Hoy Soy Romell Broom
Hay que ser chapuceros. En el paraíso de las armas, en el Olimpo de los asesinatos, en la cuna de los pistoleros, media docena de matarifes profesionales, amparados por unas leyes que defienden la pena de muerte, no han sido capaces de acabar con mi vida. 18 pinchazos necesitaron estos profesionales de la muerte para tratar de aniquilarme. Más de dos horas tratando de encontrar una vena donde clavar la mortal aguja, como aquel alpinista que corona el pico del Everest y clava con ilusión la bandera de su país para dejar constancia de su proeza. Incluso, ante la dificultad para lograr su propósito, me animaron a que me relajara, haciéndome participe de esta "fiesta de la sinrazón". Sólo lograron que llorara desconsoladamente deseando que todo acabara lo antes posible.

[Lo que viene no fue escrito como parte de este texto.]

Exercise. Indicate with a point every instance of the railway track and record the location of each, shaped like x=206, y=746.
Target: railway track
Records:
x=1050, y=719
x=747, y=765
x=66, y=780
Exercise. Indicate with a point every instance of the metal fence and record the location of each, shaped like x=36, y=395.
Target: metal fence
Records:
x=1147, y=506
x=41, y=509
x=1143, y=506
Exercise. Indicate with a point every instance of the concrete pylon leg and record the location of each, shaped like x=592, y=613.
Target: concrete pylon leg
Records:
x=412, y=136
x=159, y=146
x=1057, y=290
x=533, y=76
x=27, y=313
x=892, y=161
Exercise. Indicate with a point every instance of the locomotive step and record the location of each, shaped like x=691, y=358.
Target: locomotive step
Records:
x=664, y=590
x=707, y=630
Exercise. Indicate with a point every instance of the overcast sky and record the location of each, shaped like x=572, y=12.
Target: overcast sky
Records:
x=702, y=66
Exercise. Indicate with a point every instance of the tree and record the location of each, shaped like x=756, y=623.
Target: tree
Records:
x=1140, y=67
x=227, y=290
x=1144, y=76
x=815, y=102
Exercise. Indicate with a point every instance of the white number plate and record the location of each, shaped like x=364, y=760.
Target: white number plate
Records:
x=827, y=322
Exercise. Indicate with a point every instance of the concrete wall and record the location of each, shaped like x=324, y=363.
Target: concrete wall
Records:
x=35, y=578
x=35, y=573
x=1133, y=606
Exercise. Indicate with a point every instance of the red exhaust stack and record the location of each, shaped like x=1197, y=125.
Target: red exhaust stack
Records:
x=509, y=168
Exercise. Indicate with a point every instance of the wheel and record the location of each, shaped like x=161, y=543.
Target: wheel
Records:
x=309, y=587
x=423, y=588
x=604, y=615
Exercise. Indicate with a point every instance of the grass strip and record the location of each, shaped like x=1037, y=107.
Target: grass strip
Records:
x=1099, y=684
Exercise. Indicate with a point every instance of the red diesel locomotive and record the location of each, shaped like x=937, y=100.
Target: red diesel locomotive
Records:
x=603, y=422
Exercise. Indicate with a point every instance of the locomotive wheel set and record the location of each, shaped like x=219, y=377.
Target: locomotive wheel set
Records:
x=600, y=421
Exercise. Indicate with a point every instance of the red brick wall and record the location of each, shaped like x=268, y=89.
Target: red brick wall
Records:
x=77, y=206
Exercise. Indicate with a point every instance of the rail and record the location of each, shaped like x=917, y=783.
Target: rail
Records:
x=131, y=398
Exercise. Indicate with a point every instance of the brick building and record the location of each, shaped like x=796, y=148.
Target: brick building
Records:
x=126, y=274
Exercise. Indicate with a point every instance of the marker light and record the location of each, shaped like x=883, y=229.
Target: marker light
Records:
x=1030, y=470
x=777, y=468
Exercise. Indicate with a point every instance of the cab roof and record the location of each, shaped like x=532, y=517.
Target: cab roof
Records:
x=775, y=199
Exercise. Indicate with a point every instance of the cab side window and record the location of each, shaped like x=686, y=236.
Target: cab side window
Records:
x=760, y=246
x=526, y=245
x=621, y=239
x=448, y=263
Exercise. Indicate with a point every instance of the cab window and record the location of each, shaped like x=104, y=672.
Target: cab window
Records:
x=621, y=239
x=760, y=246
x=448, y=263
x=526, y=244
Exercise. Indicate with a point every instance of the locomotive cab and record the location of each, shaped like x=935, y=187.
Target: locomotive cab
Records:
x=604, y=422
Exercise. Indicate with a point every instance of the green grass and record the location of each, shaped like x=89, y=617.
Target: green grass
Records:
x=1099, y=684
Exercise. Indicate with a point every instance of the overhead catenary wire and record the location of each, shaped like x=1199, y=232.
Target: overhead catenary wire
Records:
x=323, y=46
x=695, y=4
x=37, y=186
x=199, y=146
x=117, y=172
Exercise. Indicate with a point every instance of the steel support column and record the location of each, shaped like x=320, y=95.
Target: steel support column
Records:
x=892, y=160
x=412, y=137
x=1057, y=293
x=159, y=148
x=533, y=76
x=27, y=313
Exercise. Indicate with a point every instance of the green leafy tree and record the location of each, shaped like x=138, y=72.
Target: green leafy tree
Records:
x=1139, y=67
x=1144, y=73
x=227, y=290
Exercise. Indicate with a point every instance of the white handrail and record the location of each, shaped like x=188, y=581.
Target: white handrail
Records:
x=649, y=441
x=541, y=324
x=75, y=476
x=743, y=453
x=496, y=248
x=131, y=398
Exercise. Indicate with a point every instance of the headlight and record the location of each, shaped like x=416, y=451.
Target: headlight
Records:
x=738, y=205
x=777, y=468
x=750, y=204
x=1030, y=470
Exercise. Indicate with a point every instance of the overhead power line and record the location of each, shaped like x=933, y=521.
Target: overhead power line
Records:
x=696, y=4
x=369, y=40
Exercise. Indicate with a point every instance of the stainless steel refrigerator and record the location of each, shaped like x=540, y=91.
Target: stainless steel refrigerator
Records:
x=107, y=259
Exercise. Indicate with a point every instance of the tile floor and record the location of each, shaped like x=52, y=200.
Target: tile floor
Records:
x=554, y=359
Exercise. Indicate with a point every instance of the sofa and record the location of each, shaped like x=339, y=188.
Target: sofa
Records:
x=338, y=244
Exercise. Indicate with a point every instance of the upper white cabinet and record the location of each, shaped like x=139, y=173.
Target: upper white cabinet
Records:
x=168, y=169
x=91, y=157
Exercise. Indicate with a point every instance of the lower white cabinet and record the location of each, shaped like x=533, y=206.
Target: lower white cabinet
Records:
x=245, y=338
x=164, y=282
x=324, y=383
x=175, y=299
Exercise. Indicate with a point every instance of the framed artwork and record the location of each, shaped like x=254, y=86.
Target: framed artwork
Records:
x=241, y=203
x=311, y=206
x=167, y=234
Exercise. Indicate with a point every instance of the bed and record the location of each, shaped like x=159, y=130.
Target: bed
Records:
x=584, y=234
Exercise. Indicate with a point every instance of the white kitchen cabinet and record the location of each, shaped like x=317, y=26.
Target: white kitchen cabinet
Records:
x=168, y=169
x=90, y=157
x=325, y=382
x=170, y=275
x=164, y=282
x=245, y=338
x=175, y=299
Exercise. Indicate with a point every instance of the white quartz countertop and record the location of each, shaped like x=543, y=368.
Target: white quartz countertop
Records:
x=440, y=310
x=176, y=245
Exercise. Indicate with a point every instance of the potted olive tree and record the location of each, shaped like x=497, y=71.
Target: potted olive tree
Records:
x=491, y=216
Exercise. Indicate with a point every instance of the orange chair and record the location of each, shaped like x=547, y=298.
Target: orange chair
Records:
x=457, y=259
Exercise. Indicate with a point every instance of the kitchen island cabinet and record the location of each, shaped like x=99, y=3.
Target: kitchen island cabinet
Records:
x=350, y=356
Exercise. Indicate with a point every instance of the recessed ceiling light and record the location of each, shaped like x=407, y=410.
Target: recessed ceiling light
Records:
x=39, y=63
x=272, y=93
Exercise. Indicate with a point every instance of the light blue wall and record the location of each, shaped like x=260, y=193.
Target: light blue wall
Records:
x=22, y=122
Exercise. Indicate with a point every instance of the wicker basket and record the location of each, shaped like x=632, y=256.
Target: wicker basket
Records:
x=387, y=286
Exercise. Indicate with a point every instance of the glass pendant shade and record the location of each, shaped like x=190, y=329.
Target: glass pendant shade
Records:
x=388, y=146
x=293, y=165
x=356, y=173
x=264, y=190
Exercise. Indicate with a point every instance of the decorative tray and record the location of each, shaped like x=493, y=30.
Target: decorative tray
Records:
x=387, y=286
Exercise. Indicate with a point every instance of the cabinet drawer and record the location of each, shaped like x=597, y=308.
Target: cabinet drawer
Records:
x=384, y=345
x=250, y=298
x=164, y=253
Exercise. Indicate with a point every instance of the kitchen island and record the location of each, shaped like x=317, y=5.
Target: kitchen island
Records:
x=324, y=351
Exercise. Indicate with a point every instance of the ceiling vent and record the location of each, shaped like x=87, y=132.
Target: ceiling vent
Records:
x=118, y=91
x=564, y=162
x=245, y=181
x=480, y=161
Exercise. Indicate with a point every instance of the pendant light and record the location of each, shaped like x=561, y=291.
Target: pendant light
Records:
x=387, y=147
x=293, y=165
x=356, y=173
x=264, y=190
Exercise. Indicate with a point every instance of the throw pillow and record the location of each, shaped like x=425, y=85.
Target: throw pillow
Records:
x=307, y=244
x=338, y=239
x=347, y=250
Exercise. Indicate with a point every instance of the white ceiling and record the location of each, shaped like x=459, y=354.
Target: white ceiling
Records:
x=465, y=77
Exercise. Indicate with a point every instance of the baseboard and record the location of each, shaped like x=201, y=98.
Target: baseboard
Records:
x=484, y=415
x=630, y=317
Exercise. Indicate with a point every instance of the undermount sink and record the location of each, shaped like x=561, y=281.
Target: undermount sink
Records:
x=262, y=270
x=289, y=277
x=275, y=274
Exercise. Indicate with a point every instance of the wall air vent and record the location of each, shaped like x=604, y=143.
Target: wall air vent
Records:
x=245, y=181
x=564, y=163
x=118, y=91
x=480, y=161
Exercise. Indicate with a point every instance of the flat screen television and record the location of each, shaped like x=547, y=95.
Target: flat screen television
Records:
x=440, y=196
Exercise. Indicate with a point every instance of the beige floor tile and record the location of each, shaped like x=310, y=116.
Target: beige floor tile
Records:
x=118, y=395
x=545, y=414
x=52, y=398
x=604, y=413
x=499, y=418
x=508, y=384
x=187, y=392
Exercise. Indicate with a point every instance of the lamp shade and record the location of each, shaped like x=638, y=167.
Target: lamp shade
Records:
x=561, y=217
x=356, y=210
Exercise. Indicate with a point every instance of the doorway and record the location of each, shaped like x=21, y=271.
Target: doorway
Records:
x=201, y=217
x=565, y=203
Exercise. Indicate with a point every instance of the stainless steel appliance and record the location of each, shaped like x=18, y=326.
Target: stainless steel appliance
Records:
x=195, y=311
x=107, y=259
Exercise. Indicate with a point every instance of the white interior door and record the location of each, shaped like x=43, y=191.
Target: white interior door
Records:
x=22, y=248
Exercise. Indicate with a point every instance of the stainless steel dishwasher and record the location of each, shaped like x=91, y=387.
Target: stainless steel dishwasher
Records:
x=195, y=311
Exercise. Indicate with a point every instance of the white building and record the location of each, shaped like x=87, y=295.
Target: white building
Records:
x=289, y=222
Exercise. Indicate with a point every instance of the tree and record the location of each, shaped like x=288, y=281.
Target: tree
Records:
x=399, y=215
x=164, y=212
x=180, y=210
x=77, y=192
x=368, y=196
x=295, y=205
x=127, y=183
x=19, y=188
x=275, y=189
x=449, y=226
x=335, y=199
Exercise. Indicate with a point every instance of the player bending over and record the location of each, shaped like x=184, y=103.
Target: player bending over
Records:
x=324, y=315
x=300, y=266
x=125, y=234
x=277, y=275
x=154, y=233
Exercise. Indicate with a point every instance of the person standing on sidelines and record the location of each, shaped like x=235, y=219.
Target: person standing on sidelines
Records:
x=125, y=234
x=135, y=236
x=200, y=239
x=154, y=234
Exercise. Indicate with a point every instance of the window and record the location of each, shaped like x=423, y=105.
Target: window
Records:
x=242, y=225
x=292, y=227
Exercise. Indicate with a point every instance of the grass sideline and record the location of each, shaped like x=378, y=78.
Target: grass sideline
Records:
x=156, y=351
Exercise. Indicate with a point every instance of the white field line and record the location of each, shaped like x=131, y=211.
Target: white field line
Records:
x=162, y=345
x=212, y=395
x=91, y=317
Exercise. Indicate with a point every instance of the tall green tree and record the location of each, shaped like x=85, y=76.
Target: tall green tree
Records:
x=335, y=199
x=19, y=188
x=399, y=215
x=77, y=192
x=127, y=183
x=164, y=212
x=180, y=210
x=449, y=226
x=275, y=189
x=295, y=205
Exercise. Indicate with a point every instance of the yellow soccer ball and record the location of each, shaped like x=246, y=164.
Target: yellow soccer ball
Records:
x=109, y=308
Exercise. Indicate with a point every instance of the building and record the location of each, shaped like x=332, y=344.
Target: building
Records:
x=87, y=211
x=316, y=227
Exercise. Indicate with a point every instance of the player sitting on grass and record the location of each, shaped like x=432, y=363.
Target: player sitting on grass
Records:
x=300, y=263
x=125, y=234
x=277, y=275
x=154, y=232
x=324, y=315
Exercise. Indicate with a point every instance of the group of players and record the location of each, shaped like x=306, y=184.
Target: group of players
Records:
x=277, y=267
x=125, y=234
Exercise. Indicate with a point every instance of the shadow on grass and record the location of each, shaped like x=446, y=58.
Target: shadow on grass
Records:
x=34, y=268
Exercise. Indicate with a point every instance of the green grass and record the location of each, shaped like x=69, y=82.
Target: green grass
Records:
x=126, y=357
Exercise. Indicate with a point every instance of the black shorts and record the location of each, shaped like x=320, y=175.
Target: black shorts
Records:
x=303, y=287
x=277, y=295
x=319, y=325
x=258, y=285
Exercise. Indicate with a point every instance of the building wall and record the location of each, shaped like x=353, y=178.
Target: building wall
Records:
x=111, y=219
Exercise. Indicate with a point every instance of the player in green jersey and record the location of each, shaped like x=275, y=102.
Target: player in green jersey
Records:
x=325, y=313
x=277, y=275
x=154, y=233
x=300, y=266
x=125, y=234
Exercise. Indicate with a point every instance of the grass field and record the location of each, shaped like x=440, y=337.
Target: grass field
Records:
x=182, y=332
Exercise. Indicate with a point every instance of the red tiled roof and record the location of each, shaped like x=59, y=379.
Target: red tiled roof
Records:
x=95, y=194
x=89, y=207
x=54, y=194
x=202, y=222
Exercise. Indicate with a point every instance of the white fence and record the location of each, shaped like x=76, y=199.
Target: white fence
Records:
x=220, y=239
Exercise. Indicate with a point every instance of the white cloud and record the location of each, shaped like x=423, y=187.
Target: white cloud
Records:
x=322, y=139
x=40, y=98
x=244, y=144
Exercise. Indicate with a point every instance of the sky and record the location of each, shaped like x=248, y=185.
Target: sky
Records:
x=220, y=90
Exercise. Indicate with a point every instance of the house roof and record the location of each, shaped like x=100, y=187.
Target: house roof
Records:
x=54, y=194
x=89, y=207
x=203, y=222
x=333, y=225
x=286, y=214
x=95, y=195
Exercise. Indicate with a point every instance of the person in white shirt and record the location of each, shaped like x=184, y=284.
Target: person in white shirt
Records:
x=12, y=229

Esa jeringuilla preparada para la ocasión con algo de barbitúricos de acción rápida en combinación con un producto químico paralizante es una triste metáfora de los contrastes vitales de un país como los Estados Unidos.
El 15 de septiembre tenía que haberme ido al otro barrio por obra y gracia de las leyes del Estado de Ohio. Pero aquí sigo, de momento, vivito y coleando, a la espera de que alguien reflexione con algo de cordura sobre los propios límites de algo tan absurdo como la pena de muerte.
Si me han de matar, digo yo, al menos que no me hagan sufrir. Porque si el temor a la muerte es algo comprensible, mucho más lo es el temor al sufrimiento. Y no existe ni un sólo país en el planeta, por muy retrógradas que sean sus normas, que dé cobertura legal el dolor como paso previo a la muerte. ¿Salvo los Estados Unidos de América? Insisto, hay que ser chapuceros.